Si nous considérons les contraintes imposées actuellement à l’épissure, nous constatons que la longueur totale d’une épissure longue est restée pratiquement inchangée au cours des 80 dernières années, à savoir > 1200 x d (d = diamètre nominal du câble). Par contre, pour la longueur des rentrées de toron, on constate dans certains pays une tendance à choisir des valeurs plus courtes. Selon les normes EN [3] actuelles, la longueur minimum des rentrées de toron est de 60 x d (pour un facteur de sécurité maximum de 15) ; aux Etats-Unis, la longueur minimum des rentrées de toron a déjà été de 30 x d et la Suisse prévoyait avant 2003 une valeur limite de 50 x d. Sur la base de l’expérience acquise avec ces données et en considérant qu’aujourd’hui encore – même si ce sont là des exceptions – des épissures répondant à la géométrie indiquée ci-dessus sont encore en service et assurent un fonctionnement tout à fait satisfaisant, nous pouvons supposer que les valeurs indiquées actuellement par les normes sont suffisantes pour assurer la sécurité du fonctionnement dans des « conditions normales » à condition d’avoir une épissure réalisée « correctement ».
Nous devons par ailleurs constater que selon les entreprises effectuant l’épissure longue, on verra utiliser des matériaux d’habillage différents pour les rentrées de torons, de même que l’on rencontrera différentes variantes d’exécution (longueur des rentrées de torons, type de nœud, mariage, etc.). Il faudra donc absolument prendre tous les aspects en considération pour la réalisation d’une épissure longue et leur multiplicité rend plus difficile, voire impossible l’appréciation générale d’un système d’épissure si l’on ne maîtrise pas parfaitement les paramètres indiqués ci-dessus.

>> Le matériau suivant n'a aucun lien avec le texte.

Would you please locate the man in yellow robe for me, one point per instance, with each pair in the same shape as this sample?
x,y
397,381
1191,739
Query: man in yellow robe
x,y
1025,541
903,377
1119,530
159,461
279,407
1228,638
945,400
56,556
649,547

Enfin, si l’on considère l’épissure longue du point de vue de sa durée de vie, un facteur de plus en plus important pour les installations en milieu urbain, nous devons plus spécialement porter notre attention sur la zone des nœuds, autrement dit les points de jonction, étant donné que ce sont précisément ces zones qui influent sur la durée de vie de l’épissure.
A la lumière des éléments exposés ci-dessus, nous sommes amenés à nous poser un certain nombre de questions concernant la réalisation d’une épissure fonctionnant de façon satisfaisante et assurant en même temps rentabilité et longévité :
Quels sont les facteurs influant sur le bon fonctionnement d’une épissure longue ?
Les prescriptions/normes/systèmes de certification actuels peuvent-ils garantir la sécurité d’un assemblage par épissure ?
Quels sont les facteurs influant sur la durée de service d’une épissure longue ?
Faudra-t-il à l’avenir évaluer et concevoir une épissure longue spécifiquement pour une installation donnée ?
Où se situent les limites concernant la longueur des rentrées de torons ainsi que la longueur totale d’une épissure longue ?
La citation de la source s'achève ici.